= Jan G. Švec =

Jan Švec (born 22 November 1966) is a Czech voice scientist. He is the inventor of videokymography, a method for high-speed visualization of vocal-fold vibrations, which is being used for advanced diagnosis of voice disorders.

As of 2011, Jan G. Švec has written over 140 publications (over 40 as first author) in various areas of voice research: visualization of vocal fold vibration through videokymography; voice registers; singing voice; methodology of voice measurement; voice dosimetry; determination of biomechanical properties of vocal folds; vocal fold and vocal tract modelling; clinical measurement of voice; and scientometry.

Jan G. Švec was born 22.11.1966 in Olomouc, Czech Republic. He received his MSc (1990: Palacký University, Olomouc) in fine mechanics and optics, and two PhD degrees in biophysics (1996: Palacký University, Olomouc) and medical sciences (2000: University of Groningen). From 1995 to 1999, he worked as assistant professor at the Institute for Postgraduate Medical Education, Prague, Czech Republic.
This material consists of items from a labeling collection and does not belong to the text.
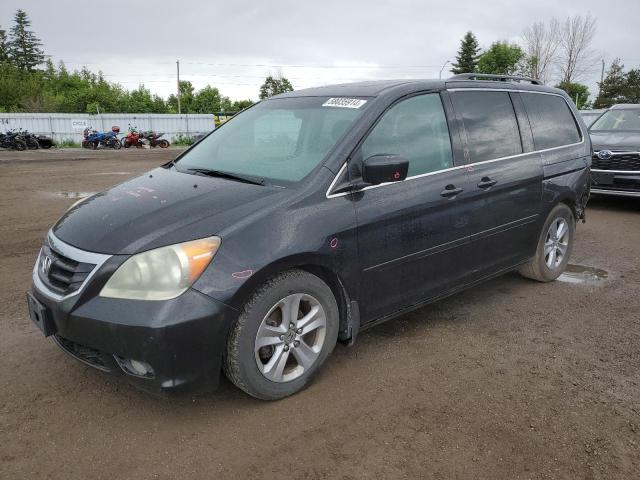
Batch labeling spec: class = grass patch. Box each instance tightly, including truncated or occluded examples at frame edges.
[56,138,81,148]
[171,134,195,147]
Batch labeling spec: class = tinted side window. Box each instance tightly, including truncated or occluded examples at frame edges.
[520,93,580,150]
[361,93,453,177]
[451,90,522,163]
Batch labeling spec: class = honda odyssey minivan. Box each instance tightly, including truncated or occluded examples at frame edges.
[28,74,592,400]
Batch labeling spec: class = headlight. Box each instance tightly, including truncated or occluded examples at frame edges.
[100,237,220,300]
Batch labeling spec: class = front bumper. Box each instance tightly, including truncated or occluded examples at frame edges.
[31,237,237,392]
[591,169,640,197]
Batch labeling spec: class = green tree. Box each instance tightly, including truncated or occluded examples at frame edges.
[0,27,9,63]
[478,42,525,75]
[593,58,627,108]
[260,75,293,100]
[624,68,640,103]
[231,100,255,112]
[556,83,590,109]
[451,31,480,75]
[9,10,44,72]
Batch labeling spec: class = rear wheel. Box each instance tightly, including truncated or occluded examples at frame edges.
[519,203,576,282]
[224,270,339,400]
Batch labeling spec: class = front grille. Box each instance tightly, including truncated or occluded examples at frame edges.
[38,245,96,295]
[53,335,111,372]
[591,152,640,172]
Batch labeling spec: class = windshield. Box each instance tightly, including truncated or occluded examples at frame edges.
[177,97,367,185]
[590,108,640,132]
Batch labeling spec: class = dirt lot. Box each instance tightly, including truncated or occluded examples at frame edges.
[0,150,640,479]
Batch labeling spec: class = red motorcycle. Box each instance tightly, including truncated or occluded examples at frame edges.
[122,125,142,148]
[142,130,170,148]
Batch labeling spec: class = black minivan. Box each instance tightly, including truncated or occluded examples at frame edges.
[28,74,591,399]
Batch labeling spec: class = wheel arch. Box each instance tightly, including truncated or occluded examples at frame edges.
[232,254,360,344]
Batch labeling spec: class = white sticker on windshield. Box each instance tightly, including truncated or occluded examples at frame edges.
[322,97,367,108]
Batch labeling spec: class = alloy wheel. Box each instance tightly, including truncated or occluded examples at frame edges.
[254,293,327,382]
[544,217,569,269]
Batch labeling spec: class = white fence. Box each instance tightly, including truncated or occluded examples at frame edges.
[0,113,215,143]
[580,108,607,127]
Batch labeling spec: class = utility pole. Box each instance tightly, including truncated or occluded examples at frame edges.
[176,60,180,115]
[598,58,604,96]
[438,60,449,79]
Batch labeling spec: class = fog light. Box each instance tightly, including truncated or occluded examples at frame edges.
[114,355,154,378]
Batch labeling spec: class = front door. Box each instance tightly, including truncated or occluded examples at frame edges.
[351,93,469,322]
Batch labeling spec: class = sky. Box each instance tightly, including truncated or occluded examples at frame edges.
[0,0,640,100]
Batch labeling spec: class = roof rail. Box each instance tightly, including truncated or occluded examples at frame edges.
[447,73,544,85]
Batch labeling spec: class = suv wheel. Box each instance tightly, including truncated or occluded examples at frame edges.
[224,270,339,400]
[519,203,576,282]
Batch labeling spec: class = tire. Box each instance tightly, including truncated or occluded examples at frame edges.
[223,270,339,400]
[519,203,576,282]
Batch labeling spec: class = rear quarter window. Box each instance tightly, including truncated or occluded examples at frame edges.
[520,93,581,150]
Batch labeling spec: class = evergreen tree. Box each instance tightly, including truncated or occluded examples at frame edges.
[9,10,44,72]
[593,58,627,108]
[451,31,480,75]
[624,68,640,103]
[0,28,9,63]
[260,75,293,100]
[477,42,525,75]
[556,83,589,110]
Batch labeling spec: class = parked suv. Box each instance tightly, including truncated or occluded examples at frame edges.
[589,104,640,197]
[28,75,591,399]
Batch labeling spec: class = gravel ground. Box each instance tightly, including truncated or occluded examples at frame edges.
[0,149,640,479]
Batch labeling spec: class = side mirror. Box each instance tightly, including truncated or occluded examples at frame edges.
[362,154,409,185]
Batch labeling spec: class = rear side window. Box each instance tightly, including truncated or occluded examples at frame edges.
[361,93,453,177]
[451,90,522,163]
[520,93,580,150]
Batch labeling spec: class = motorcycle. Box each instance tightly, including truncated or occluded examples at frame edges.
[82,125,122,150]
[0,131,27,151]
[122,124,142,148]
[17,129,40,150]
[142,130,170,148]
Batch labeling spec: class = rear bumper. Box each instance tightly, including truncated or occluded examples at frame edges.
[32,288,237,392]
[591,169,640,197]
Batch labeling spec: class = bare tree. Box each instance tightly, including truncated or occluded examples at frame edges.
[558,14,596,83]
[522,18,560,83]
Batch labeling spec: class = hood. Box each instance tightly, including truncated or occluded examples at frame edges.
[589,131,640,152]
[53,168,287,255]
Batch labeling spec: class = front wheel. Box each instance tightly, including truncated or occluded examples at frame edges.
[519,203,576,282]
[224,270,339,400]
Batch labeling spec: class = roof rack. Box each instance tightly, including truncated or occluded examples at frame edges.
[448,73,544,85]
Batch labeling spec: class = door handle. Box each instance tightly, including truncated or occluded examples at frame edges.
[440,184,464,198]
[478,177,498,190]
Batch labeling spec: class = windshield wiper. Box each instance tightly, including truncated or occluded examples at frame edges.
[187,168,264,185]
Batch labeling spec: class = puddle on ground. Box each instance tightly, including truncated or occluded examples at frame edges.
[48,191,96,199]
[558,264,609,284]
[87,172,133,177]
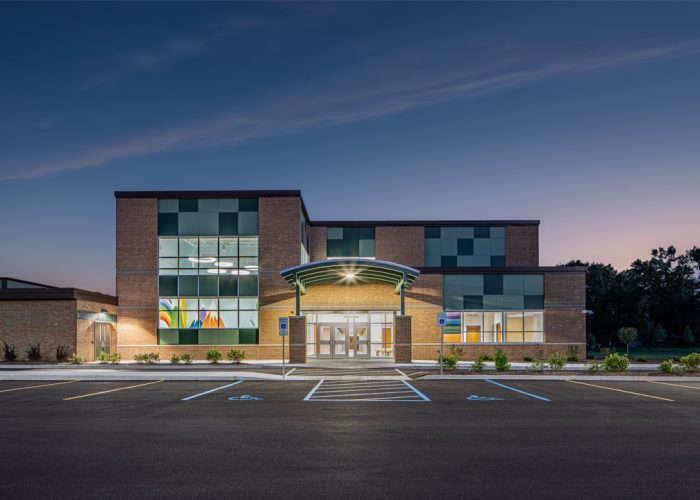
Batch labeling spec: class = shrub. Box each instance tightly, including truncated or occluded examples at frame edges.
[528,359,544,373]
[679,352,700,373]
[549,352,566,371]
[603,352,630,372]
[207,349,224,364]
[2,340,17,361]
[659,359,674,373]
[494,349,510,372]
[56,344,68,361]
[68,353,85,365]
[24,344,41,361]
[226,349,245,364]
[469,357,486,373]
[588,360,603,373]
[437,353,458,370]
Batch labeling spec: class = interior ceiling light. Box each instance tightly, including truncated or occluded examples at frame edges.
[231,269,250,276]
[214,261,233,267]
[187,257,216,264]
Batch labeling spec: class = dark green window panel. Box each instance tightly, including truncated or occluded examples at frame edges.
[242,274,258,297]
[158,330,180,345]
[180,330,198,345]
[179,276,199,297]
[524,295,544,309]
[215,274,238,297]
[158,214,178,236]
[474,227,491,238]
[180,199,199,212]
[219,330,240,345]
[238,198,258,212]
[158,276,177,296]
[491,255,506,267]
[457,239,474,255]
[219,212,238,236]
[199,275,219,297]
[462,295,484,309]
[484,274,503,295]
[425,226,440,238]
[440,255,457,267]
[238,328,258,344]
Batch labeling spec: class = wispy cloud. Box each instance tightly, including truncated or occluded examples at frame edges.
[5,40,700,181]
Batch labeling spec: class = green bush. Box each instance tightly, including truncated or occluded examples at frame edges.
[659,359,674,373]
[603,352,630,372]
[469,357,486,373]
[437,353,458,370]
[207,349,224,364]
[679,352,700,373]
[549,352,566,371]
[68,353,85,365]
[528,359,544,373]
[226,349,245,364]
[587,360,603,373]
[494,349,510,372]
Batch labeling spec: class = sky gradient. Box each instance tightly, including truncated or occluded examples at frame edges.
[0,2,700,293]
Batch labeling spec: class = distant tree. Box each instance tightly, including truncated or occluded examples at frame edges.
[617,326,639,356]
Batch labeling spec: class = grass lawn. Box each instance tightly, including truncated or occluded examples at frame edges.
[589,347,700,361]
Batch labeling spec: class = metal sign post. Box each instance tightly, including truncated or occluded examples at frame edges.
[280,316,289,380]
[438,311,447,376]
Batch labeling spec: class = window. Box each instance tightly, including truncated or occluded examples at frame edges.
[326,227,374,259]
[424,226,506,267]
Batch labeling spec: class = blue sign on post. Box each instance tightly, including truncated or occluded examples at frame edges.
[280,316,289,337]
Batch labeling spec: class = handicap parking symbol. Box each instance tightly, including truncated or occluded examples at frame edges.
[228,394,262,401]
[467,394,503,401]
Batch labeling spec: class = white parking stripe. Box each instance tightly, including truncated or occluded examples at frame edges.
[180,380,245,401]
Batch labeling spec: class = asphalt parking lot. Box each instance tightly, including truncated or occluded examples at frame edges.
[0,379,700,498]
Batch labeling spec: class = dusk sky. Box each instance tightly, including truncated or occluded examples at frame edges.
[0,2,700,293]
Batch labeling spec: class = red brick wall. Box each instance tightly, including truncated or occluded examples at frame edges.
[506,226,540,266]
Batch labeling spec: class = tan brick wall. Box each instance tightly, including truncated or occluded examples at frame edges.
[116,198,158,351]
[506,226,540,266]
[309,226,328,262]
[374,226,425,267]
[0,300,77,361]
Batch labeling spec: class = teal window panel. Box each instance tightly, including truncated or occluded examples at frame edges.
[177,211,199,236]
[503,274,523,296]
[238,198,258,212]
[490,238,506,255]
[158,198,180,214]
[158,329,180,345]
[197,328,220,345]
[219,212,238,236]
[197,198,219,212]
[238,212,258,236]
[158,213,179,236]
[490,226,506,239]
[238,328,258,344]
[179,330,198,345]
[197,211,219,236]
[523,274,544,295]
[179,199,199,212]
[219,329,240,345]
[474,239,491,255]
[523,295,544,309]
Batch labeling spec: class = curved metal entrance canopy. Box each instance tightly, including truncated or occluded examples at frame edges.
[280,258,420,315]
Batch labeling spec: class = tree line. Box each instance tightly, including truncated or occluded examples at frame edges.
[565,246,700,347]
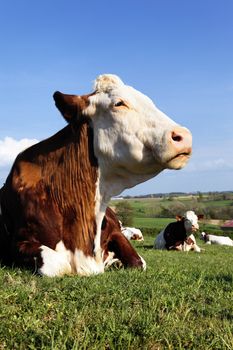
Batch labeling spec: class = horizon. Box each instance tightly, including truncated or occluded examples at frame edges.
[0,0,233,195]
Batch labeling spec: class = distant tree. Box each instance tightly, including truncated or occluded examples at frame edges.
[116,200,133,226]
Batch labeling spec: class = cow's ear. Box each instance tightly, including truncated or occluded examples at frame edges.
[53,91,87,123]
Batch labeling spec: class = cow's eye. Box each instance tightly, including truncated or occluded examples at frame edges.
[114,100,126,107]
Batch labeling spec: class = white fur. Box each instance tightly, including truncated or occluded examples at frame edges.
[154,230,166,250]
[201,232,233,247]
[121,226,144,241]
[38,241,72,277]
[182,234,201,253]
[38,241,104,277]
[83,74,191,202]
[73,249,104,276]
[184,210,199,232]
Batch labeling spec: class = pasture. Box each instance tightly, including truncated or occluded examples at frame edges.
[0,235,233,350]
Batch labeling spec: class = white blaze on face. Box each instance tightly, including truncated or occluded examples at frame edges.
[83,75,191,196]
[184,210,199,232]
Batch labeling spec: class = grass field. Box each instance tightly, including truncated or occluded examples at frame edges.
[0,236,233,350]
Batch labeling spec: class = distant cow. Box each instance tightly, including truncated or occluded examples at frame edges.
[121,226,144,241]
[0,75,192,276]
[200,232,233,247]
[154,211,202,252]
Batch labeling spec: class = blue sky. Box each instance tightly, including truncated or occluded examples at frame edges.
[0,0,233,195]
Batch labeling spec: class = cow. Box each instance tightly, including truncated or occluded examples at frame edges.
[101,207,146,270]
[0,74,192,276]
[121,226,144,241]
[154,210,202,252]
[200,232,233,247]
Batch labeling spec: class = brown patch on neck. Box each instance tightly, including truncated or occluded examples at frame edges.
[8,119,98,256]
[43,123,98,255]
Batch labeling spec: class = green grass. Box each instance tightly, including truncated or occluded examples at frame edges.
[133,217,174,230]
[0,236,233,350]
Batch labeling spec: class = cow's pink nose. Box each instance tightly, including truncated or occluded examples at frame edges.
[170,126,192,154]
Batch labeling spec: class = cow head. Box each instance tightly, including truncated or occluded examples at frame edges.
[54,74,192,195]
[184,210,201,233]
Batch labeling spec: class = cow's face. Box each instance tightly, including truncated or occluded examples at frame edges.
[54,75,192,191]
[184,210,199,232]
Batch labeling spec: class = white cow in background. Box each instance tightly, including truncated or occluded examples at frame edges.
[121,225,144,241]
[200,232,233,247]
[154,210,202,252]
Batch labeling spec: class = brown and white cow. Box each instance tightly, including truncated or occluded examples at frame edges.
[154,210,203,252]
[0,75,192,276]
[101,207,146,270]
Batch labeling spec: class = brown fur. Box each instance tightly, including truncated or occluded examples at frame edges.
[101,208,142,268]
[1,121,98,266]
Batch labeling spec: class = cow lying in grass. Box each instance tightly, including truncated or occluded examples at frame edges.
[154,211,201,252]
[121,226,144,241]
[200,232,233,247]
[0,74,192,276]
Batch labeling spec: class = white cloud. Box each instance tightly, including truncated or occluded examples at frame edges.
[0,136,38,167]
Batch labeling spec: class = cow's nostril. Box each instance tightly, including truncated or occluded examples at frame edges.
[172,131,183,142]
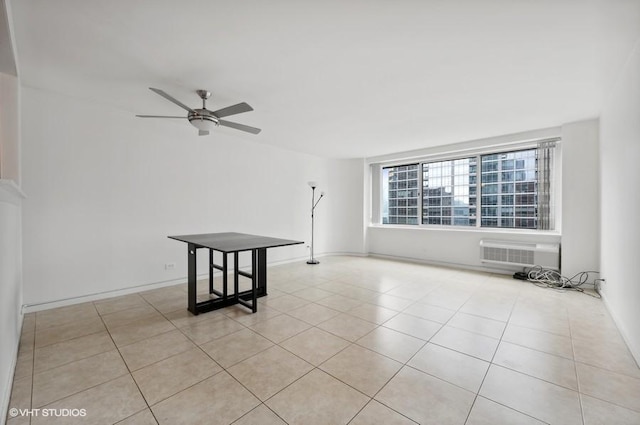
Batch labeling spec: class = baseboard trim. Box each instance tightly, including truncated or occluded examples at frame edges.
[22,253,336,314]
[369,252,514,275]
[0,312,24,423]
[600,291,640,367]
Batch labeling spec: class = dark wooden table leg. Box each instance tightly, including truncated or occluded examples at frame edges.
[209,248,214,294]
[254,248,267,296]
[187,244,198,315]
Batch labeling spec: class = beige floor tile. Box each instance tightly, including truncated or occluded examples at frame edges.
[480,365,582,425]
[9,376,33,409]
[465,397,544,425]
[419,286,473,310]
[258,295,311,313]
[233,404,287,425]
[109,313,176,347]
[34,332,116,373]
[318,313,378,342]
[18,331,36,354]
[132,348,222,406]
[180,316,245,345]
[509,306,571,337]
[227,346,313,401]
[21,313,36,334]
[201,329,273,369]
[407,343,489,393]
[287,303,340,325]
[384,313,442,341]
[120,329,195,371]
[581,394,640,425]
[117,408,158,425]
[576,362,640,412]
[502,323,573,359]
[163,308,225,328]
[316,294,362,313]
[403,303,456,323]
[316,280,347,294]
[151,371,260,425]
[291,287,333,302]
[493,341,578,391]
[102,303,162,330]
[271,281,311,294]
[13,350,34,380]
[431,326,500,361]
[31,375,147,425]
[447,313,507,339]
[460,295,513,322]
[347,303,398,325]
[149,293,187,314]
[280,328,350,366]
[339,284,382,302]
[36,303,99,332]
[93,294,149,316]
[573,331,640,378]
[375,366,475,425]
[251,314,311,344]
[356,326,425,363]
[320,345,402,397]
[33,350,128,407]
[35,313,105,348]
[224,304,282,326]
[266,369,369,425]
[349,400,416,425]
[364,294,415,311]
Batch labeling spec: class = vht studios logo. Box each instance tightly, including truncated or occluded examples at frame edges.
[9,407,87,418]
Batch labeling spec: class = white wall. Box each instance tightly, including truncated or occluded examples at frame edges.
[600,40,640,363]
[562,120,600,277]
[0,180,22,424]
[0,73,20,181]
[22,88,362,304]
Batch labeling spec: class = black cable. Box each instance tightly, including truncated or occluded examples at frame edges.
[524,266,602,298]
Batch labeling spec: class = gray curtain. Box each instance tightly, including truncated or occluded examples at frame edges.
[538,139,557,230]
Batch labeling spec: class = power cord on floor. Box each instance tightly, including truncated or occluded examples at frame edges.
[513,266,604,298]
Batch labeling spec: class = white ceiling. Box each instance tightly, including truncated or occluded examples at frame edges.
[10,0,640,158]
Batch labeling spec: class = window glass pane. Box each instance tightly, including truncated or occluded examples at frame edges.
[382,164,419,224]
[480,149,537,229]
[422,157,477,226]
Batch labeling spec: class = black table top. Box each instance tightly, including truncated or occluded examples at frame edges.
[169,232,304,253]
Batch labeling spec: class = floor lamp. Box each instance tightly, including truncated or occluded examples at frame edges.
[307,182,324,264]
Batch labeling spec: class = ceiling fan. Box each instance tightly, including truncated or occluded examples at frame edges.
[136,87,261,136]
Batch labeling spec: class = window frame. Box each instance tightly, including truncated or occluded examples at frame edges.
[372,137,562,233]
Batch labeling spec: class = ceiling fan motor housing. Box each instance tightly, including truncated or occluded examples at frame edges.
[187,109,218,131]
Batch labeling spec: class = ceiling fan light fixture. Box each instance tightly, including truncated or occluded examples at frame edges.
[189,115,218,131]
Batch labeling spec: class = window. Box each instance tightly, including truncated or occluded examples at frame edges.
[382,140,556,230]
[480,149,538,229]
[422,157,477,226]
[382,164,418,224]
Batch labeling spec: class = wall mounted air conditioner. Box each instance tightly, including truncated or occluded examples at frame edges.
[480,239,560,270]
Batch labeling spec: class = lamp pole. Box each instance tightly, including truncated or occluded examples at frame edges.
[307,182,324,264]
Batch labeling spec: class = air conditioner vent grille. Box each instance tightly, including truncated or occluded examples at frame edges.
[480,240,559,269]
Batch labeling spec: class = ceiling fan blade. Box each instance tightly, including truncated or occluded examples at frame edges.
[149,87,195,112]
[136,115,185,119]
[218,120,262,134]
[213,102,253,118]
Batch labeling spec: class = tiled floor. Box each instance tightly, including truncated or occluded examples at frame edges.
[8,257,640,425]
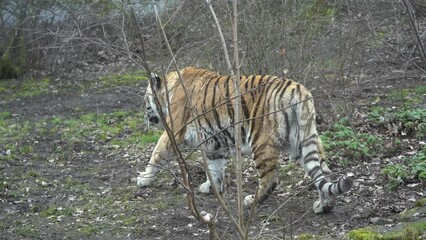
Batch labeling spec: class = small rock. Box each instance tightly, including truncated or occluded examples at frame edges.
[370,217,392,225]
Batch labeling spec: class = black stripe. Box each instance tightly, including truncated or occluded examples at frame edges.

In 2001–2004 he was a Visiting Research Professor at the National Center for Voice and Speech, Denver Center for the Performing Arts, Denver, CO, USA and in 2004–2007 a research scientist at the Groningen Voice Research Lab, Department of Biomedical Engineering, University of Groningen, the Netherlands. Since 2007, he has been a scientist and lecturer at the Department of Biophysics, Palacký University, Olomouc, Czech Republic and also a research scientist at the Voice Centre Prague.

In 2004–2010 he was the chair of the Voice Committee of the International Association of Logopedics and Phoniatrics (IALP). He serves as the deputy editor-in-chief for Logopedics Phoniatrics Vocology, Taylor & Francis, and is a member of the editorial board of the Journal of Voice, Elsevier Medical Journals. He is a Distinguished Alumnus of the Palacký University in Olomouc, the Czech Republic.